Thomas Azier- Love, disorderly

Hylas
VÖ: 12.06.2020

Unsere Bewertung: 7/10

Eure Ø-Bewertung: 8/10

Fuck the world

Man kann sich ja nicht immer auf der ganzen Welt rumtreiben. "Stray", das 2018er Werk des Niederländers Thomas Azier, lebte ein wenig von seiner Entstehungsgeschichte. Improvisiert eingerichtete Studios in Hotelzimmern rund um den Erdball, viele zufällige Kollaborationen, ein Album aus dem spontanen Moment. Und dies führte leider dazu, dass ein übergeordneter Rahmen fehlte, dass trotz einzelner, großer Pop-Momente alles wie ein wenig zufällig zusammengekleistert wirkte. Da wollte Azier anscheinend alles auf einmal abdecken. Mit "Love, disorderly" stehen die Zeichen nun jedoch auf Fokussierung und Ausarbeitung. Statt möglichst jede Stimmung abzubilden, konzentriert sich Azier auf ein dunkles Setting, sinistre Neon-Leidenschaft, menschliche Abgründe und das vereinsamte Leiden. Diese Platte steht mit unterkühltem Pathos im Schatten.

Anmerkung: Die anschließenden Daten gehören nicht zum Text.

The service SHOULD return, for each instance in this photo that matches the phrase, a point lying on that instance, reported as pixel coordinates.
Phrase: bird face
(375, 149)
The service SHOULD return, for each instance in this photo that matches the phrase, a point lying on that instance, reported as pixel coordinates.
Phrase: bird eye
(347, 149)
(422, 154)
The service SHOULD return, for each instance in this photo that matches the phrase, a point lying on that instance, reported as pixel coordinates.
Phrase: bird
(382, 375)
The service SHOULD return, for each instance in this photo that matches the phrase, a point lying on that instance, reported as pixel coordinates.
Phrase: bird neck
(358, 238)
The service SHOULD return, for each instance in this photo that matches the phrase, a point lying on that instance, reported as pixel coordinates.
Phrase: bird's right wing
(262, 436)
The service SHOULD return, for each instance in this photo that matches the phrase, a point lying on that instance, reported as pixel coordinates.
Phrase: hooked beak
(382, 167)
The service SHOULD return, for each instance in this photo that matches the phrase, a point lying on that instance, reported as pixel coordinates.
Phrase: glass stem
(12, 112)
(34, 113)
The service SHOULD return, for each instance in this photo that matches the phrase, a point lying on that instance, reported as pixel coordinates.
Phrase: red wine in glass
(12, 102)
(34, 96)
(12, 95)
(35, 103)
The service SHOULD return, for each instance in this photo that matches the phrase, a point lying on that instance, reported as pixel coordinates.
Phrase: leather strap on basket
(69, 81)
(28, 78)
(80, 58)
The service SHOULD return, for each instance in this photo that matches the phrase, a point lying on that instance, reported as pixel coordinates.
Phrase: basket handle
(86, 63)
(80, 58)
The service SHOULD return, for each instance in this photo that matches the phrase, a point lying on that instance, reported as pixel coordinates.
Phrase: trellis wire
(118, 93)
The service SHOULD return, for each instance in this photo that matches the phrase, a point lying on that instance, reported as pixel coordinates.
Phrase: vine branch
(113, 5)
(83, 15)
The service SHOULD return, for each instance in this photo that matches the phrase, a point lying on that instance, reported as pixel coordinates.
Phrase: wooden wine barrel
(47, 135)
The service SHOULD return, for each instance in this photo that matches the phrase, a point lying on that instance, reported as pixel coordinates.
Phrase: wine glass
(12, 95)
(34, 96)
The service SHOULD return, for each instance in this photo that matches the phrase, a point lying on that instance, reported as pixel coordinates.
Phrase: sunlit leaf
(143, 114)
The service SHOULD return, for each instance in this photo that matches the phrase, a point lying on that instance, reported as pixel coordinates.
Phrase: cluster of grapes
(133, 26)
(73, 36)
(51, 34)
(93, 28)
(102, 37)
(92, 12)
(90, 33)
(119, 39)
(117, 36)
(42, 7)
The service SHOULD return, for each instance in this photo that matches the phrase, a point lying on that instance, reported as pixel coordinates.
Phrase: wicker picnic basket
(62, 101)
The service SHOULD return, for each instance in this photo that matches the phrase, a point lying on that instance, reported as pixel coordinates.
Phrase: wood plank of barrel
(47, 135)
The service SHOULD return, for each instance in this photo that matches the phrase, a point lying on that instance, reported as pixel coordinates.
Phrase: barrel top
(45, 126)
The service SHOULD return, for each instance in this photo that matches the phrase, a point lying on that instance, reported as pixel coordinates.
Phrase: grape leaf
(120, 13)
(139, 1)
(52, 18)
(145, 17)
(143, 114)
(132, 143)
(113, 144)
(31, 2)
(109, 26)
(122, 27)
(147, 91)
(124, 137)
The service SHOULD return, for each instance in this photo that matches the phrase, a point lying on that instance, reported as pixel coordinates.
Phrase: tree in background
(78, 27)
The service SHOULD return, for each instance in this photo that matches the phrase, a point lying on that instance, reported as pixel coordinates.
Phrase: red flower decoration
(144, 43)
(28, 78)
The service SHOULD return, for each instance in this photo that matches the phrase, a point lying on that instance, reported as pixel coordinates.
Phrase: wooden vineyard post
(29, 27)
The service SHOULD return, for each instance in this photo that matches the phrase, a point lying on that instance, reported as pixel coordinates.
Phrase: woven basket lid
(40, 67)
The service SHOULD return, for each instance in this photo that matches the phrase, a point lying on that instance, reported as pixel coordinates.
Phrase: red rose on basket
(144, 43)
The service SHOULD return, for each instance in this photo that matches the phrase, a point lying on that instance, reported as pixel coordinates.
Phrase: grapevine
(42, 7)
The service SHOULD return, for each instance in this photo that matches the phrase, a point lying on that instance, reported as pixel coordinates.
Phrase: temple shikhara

Ein großes Plus sind dabei die Beschränkungen, denen sich Azier unterwirft. Seine neuen Songs begnügen sich mit wenigen klanglichen Elementen, die reizvoll zu Ende gedacht werden. So reicht dem Titelstück ein infernalisches, träges Stampfen mit finsterem Synthie-Sperrfeuer und degenerierten Streichern. Der Druck und die Spannung, die sich dabei aufbauen, sind in hohem Maße intensiv und eine echte Belastungsprobe für die Nerven. Doch entfaltet sich so eine apokalyptische Herrschaftlichkeit, die staunen macht: Meine Damen und Herren, der Fürst der Finsternis gibt sich die Ehre. Auch die dramatischen Streicher von "Hold on tight" verweisen in dunkle Straßenecken, wo so manches Verbrechen aus Leidenschaft im Verborgenen stattfinden könnte. Dazu setzt es in ihrer Verspieltheit erstaunlich fatalistische Bläser und einen Gesang, der verletzlich zwischen Rückzug und großer Geste changiert.

Das Zeitlupen-Drama "Concrete" wandelt zwischen intimem Falsett und aristokratischer Theatralik durch ein von der Liebe verlassenes Wasteland-Szenario, die Melodien atmen noch die romantischen Regungen aus, doch fehlt der Adressat. Man denkt bei dieser Platte oft an die tragischen Liebesfiguren, das Phantom der Oper oder Graf Dracula, deren abgründige Charaktere perfekt in diese düsteren Songs passen würden. Das großartige "Entertainment" bringt zusätzlich etwas Glam in die abseitigen Soundlandschaften, bleibt aber distinguiert bis zur Posenhaftigkeit und damit sehr reizvoll. Die Welt dieser Platte wird vom Mond beschienen, kalt und fahl, sodass selbst Liebesbotschaften erst im Schatten ihre Erfüllung finden: "If there's a god / Then you'd be mine / Let's meet in the dark."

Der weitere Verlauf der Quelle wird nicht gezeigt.